Procalcitonin (PCT) is the precursor to calcitonin, and a specific marker for detection of severe bacterial infection and sepsis. Noninfectious inflammations need to be extremely severe for an increase in PCT to occur, making it a better indicator for sepsis than other inflammatory markers, such as cytokines, acute phase reactants, and interleukins. The elevations of PCT are also more sustained than most other markers and will also occur in neutropenic patients. This will reduce false negative results.
PCT begins to rise 2 to 4 hours after onset of severe infection or sepsis and peaks in 12-24 hours. The rise also parallels the severity of the infection/inflammation, as higher levels are found in the more severe infections, and the levels will fall as the inflammation subsides. PCT has a half life of 24-35 hours, making serial testing a useful tool for monitoring the patient’s inflammation or response to therapeutics. As PCT levels will decline as the inflammation subsides, it is also useful for identification of a secondary infection. If serial testing is indicated, the same sample type and testing location are recommended.

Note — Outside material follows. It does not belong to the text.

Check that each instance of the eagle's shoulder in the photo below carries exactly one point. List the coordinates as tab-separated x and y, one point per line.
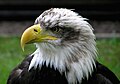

It should be noted that the sensitivity and specificity of PCT for sepsis ranges from 60% to 100%, and heterophile antibodies may interfere with all immunometric assays of this sort.
Interpretations
- In adults, PCT levels less than 0.5 ng/mL represent a low risk of severe sepsis or septic shock, but cannot exclude local infection or systemic infection in early stages of less than 6 hours.
- PCT levels between 0.2 and 2.0 ng/mL do not exclude an infection, because localized infections without systemic signs may be seen in these situations.
- PCT levels greater than 2.0 ng/mL are highly suggestive of system bacterial infection or sepsis, or a very severe localized infection such as pneumonia, meningitis, or peritonitis.
- PCT can also rise in non-infectious situations, such as major burns, severe trauma, acute multi-organ failure or with major abdominal surgery or cardiothoracic surgery, or prolonged or cardiogenic shock, but will generally begin to fall in 24 to 48 hours in these situations.
- Autoimmune diseases, chronic inflammation, viral infections, and mild localized infections rarely lead to levels greater than 0.5 ng/mL.
- Renal failure or insufficiency may also influence PCT values, and may confound diagnosis when present.
- PCT can also be used to differentiate a viral from a bacterial infection.
If there is any disagreement between the laboratory results and the clinical signs, additional testing may be necessary.